Microsoft Introduces 'VALL-E' AI, Which Can Replicate Any Voice, Seconds After Listening To It

Robot listens

AI is the hype, and it's starting to get itself everywhere.

After the likes of GPT-2, and its successor, the GPT-3, to DALL·E and then DALL·E 2, things are not stopping.

Quickly speeding up, it's Google's Imagen and Stable Diffusion, and the ChatGPT, among others.

With AI-generated arts and deepfaked test appearing everywhere, this time, Microsoft is having a go.

And that is by introducing what it calls 'VALL-E', which is similar to DALL-E but for voices.

The AI is able to replicate any voice after listening to just three seconds of audio.

The AI is able to accomplish the feat by easily matching emotion and tone, something many voice AI tools struggle with

Once it learns a specific voice, VALL-E can synthesize the audio of that person saying anything, and do it in a way that attempts to preserve the speaker's emotional tone.

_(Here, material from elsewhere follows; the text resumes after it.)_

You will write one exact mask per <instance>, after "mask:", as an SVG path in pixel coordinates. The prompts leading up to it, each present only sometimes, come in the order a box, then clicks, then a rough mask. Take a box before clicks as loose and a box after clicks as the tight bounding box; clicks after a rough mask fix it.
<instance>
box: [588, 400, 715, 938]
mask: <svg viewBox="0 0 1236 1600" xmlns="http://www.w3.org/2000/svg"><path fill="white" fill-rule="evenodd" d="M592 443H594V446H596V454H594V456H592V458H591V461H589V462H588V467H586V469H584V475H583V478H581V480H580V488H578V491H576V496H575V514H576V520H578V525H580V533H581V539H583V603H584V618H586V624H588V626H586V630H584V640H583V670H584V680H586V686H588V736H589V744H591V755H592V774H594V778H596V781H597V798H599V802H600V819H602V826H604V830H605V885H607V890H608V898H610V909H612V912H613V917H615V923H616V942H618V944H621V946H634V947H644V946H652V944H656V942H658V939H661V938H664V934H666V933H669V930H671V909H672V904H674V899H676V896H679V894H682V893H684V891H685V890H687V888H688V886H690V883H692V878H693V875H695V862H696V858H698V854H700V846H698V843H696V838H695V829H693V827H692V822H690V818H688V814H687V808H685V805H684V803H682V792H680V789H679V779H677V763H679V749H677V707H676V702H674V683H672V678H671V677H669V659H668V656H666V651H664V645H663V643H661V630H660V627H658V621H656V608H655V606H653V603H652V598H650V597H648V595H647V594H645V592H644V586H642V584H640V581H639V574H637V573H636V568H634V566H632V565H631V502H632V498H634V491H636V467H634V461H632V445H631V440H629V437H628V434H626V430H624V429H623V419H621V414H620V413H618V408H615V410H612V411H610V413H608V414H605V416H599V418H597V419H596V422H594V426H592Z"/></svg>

The AI is also capable of demonstrating in-context learning abilities, and could also replicate words it had never heard.

All that in just three seconds of learning.

According to its GitHub page, it is reported that VALL-E is capable of prompt-based TTS (text-to-speech), follows context, and doesn’t need pre-designed acoustics or any structural engineering to deliver its audio sample.

To be able to do this, the team at Microsoft trained VALL-E on roughly 60,000 hours of English speech data from more than 7,000 speakers, mostly pulled from LibriVox public domain audiobooks.

This, is "hundreds of times larger than existing systems."

On their research paper (PDF), the researchers described VALL-E as a "neural codec language model", built from a technology called EnCodec, which Meta announced in October 2022.

The way it works, include analyzing how a person sounds, to then break down that information into discrete components (tokens). And with EnCodec, it uses training data to match what it "knows" about how that voice would sound if it spoke other phrases outside of the three-second sample.

Because VALL-E generates discrete audio codec codes from text and acoustic prompts, this makes VALL-E unlike any other text-to-speech methods that typically synthesize speech by manipulating waveforms

As a result of this, the researchers said that VALL-E could be used for high-quality text-to-speech applications, speech editing where a recording of a person could be edited and changed from a text transcript (making them say something they originally didn't), and audio content creation when combined with other generative AI models like GPT-3.

The overview of VALL-E.

While this technology certainly sounds impressive, the implication can be scary.

When Microsoft announced VALL-E, the AI has not been made available to the public.

And when the time comes, there is doubt that the AI would have to deal with numerous controversies, security, social, and ethical concerns, to say the least.

For starters, the it's a concerning development for voice actors, as well as anyone who could be tricked into thinking they're on a call with a relative who desperately needs their personal details.